Research labs are even more independent than classroom labs. Research labs happen mainly in the summer, when students and professors can devote a full work-day to research for weeks at a time. Students—typically seniors working on thesis research—work closely with their advising professors, who check up on them every few hours to track progress and make adjustments. Research labs require students to approach their work with a genuinely inquisitive and analytical mind. “It’s much more original scientific work, so you’re not necessarily working on a problem that has one right answer. You’re working on a problem few people have worked on before,” Madison says. Research labs also involve much more repetition, sometimes repeating the same procedure dozens of times with small adjustments to collect solid data.

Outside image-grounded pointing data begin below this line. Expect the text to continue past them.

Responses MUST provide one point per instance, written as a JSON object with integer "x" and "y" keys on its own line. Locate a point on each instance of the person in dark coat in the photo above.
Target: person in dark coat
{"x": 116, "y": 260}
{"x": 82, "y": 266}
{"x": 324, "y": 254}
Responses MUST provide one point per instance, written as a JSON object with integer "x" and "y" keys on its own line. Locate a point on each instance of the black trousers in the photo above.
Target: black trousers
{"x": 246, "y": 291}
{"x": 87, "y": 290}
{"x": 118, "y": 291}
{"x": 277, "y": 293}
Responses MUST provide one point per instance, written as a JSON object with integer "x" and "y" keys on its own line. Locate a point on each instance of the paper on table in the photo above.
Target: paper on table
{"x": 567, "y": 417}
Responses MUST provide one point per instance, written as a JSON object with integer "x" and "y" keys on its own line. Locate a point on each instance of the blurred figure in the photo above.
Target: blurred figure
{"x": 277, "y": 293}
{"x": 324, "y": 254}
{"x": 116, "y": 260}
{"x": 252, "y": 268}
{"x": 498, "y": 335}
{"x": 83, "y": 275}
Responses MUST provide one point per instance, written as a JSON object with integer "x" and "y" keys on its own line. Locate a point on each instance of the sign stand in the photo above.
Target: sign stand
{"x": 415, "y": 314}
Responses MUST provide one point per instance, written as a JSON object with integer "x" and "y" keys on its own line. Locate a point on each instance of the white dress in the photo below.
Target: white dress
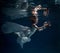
{"x": 24, "y": 33}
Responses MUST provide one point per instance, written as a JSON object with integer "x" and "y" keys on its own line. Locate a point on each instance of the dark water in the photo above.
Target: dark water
{"x": 47, "y": 41}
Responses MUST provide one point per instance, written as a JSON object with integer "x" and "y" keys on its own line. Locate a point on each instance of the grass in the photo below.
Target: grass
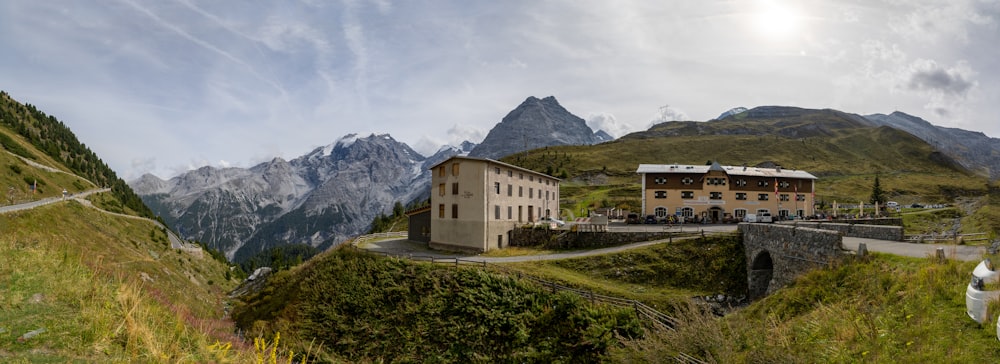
{"x": 516, "y": 251}
{"x": 886, "y": 309}
{"x": 845, "y": 161}
{"x": 103, "y": 290}
{"x": 659, "y": 275}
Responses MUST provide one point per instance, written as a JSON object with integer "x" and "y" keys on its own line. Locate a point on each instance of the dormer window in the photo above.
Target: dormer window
{"x": 717, "y": 181}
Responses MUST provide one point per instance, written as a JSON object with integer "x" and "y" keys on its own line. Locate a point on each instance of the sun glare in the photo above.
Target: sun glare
{"x": 774, "y": 20}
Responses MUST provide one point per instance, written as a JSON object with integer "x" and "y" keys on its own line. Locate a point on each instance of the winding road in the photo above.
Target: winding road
{"x": 916, "y": 250}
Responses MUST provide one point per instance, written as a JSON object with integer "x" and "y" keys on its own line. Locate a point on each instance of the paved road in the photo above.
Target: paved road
{"x": 46, "y": 201}
{"x": 406, "y": 247}
{"x": 960, "y": 252}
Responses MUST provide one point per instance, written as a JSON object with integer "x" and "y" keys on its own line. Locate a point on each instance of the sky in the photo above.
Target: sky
{"x": 167, "y": 86}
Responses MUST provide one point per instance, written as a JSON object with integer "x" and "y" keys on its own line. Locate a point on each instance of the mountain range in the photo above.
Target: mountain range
{"x": 534, "y": 124}
{"x": 334, "y": 192}
{"x": 318, "y": 199}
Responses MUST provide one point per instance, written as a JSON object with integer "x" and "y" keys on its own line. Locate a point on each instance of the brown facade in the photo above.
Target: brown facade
{"x": 724, "y": 194}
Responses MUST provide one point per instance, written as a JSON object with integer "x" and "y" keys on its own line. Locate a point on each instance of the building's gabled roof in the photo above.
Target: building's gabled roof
{"x": 493, "y": 161}
{"x": 730, "y": 170}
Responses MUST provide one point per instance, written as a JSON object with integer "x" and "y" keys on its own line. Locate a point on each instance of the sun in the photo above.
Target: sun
{"x": 775, "y": 21}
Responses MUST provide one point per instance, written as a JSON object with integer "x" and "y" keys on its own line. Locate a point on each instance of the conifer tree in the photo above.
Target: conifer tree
{"x": 878, "y": 196}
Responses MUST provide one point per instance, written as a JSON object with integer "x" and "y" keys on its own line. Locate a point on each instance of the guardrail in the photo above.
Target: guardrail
{"x": 658, "y": 319}
{"x": 648, "y": 315}
{"x": 947, "y": 237}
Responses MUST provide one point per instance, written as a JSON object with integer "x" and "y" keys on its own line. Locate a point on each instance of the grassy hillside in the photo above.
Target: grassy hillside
{"x": 846, "y": 158}
{"x": 355, "y": 306}
{"x": 30, "y": 133}
{"x": 886, "y": 309}
{"x": 660, "y": 276}
{"x": 81, "y": 285}
{"x": 103, "y": 288}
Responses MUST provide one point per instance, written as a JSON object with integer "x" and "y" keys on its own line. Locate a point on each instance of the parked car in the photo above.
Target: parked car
{"x": 633, "y": 219}
{"x": 550, "y": 220}
{"x": 981, "y": 291}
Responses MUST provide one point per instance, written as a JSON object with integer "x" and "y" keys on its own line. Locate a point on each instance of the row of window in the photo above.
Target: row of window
{"x": 741, "y": 196}
{"x": 520, "y": 191}
{"x": 454, "y": 170}
{"x": 531, "y": 178}
{"x": 510, "y": 173}
{"x": 715, "y": 181}
{"x": 662, "y": 212}
{"x": 496, "y": 212}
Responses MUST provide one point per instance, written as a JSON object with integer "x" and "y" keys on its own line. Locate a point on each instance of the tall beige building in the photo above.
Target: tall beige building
{"x": 714, "y": 192}
{"x": 477, "y": 202}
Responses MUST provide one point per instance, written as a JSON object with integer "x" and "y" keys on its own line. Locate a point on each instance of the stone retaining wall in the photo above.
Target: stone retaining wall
{"x": 778, "y": 253}
{"x": 563, "y": 239}
{"x": 878, "y": 232}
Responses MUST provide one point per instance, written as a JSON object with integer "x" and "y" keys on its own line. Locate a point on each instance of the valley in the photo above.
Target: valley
{"x": 82, "y": 284}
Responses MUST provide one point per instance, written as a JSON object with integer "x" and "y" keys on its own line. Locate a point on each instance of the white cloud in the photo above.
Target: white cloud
{"x": 460, "y": 133}
{"x": 668, "y": 113}
{"x": 946, "y": 88}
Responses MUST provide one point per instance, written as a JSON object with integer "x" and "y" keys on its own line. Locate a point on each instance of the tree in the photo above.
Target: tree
{"x": 878, "y": 196}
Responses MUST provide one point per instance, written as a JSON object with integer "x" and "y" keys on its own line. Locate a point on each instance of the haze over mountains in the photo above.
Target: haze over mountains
{"x": 334, "y": 192}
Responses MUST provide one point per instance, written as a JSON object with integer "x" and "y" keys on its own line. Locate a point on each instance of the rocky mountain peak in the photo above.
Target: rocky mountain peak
{"x": 535, "y": 123}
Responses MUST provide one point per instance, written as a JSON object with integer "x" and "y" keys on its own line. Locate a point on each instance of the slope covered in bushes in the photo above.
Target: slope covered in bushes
{"x": 357, "y": 306}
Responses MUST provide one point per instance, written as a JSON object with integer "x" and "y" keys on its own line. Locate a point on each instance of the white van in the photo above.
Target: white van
{"x": 977, "y": 296}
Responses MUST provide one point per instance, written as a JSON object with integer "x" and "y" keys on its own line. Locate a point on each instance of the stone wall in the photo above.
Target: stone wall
{"x": 778, "y": 253}
{"x": 563, "y": 239}
{"x": 879, "y": 232}
{"x": 891, "y": 221}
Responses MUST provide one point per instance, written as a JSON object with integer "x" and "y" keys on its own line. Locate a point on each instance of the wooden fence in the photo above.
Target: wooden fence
{"x": 963, "y": 238}
{"x": 649, "y": 316}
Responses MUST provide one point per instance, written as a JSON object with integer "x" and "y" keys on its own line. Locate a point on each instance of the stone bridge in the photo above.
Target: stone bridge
{"x": 778, "y": 253}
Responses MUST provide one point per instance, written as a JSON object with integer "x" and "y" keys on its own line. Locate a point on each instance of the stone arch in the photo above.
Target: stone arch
{"x": 716, "y": 213}
{"x": 761, "y": 272}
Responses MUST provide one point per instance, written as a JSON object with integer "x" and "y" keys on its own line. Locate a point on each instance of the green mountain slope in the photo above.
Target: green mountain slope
{"x": 843, "y": 152}
{"x": 90, "y": 280}
{"x": 53, "y": 144}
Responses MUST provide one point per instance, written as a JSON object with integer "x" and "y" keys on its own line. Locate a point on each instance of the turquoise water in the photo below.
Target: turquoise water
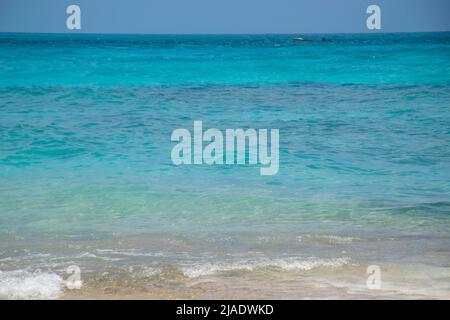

Although most students in research labs are seniors, it is possible to work in one as a rising sophomore. Madison was the only rising sophomore in the chemistry department to work in a research lab over the summer. “I talked to Dr. Meyet, my organic chemistry professor, and asked what I can do to explore different careers, and she said, ‘Why don’t you come and work with me this summer?’ This is what I’ve particularly enjoyed about Hillsdale’s science department.” Hillsdale’s small size allows proactive students like Madison to take advantage of college resources sooner and more often than students at a larger institution.

In both classroom labs and research labs, students learn how to operate real-world instrumentation—all sorts of complicated, gigantic, and hard-to-pronounce tools like infrared spectroscopy, nuclear magnetic resonance spectroscopy, gas chromatography, mass spectrometry, and more. “If you go to a big institution, you don’t get that hands-on experience with the instrumentation. Someone else does it for you. This is a big perk of going to Hillsdale. We have a lot of really nice instrumentation that you don’t normally find at smaller colleges. That’s something students can put on their résumé.”


Chandler RydNovelist, filmmaker, and resident root-beer snob, Chandler Ryd, ’18, is the president of the Creative Writing Club. He studies English in his free time. You can usually find him in the periodicals section of the library.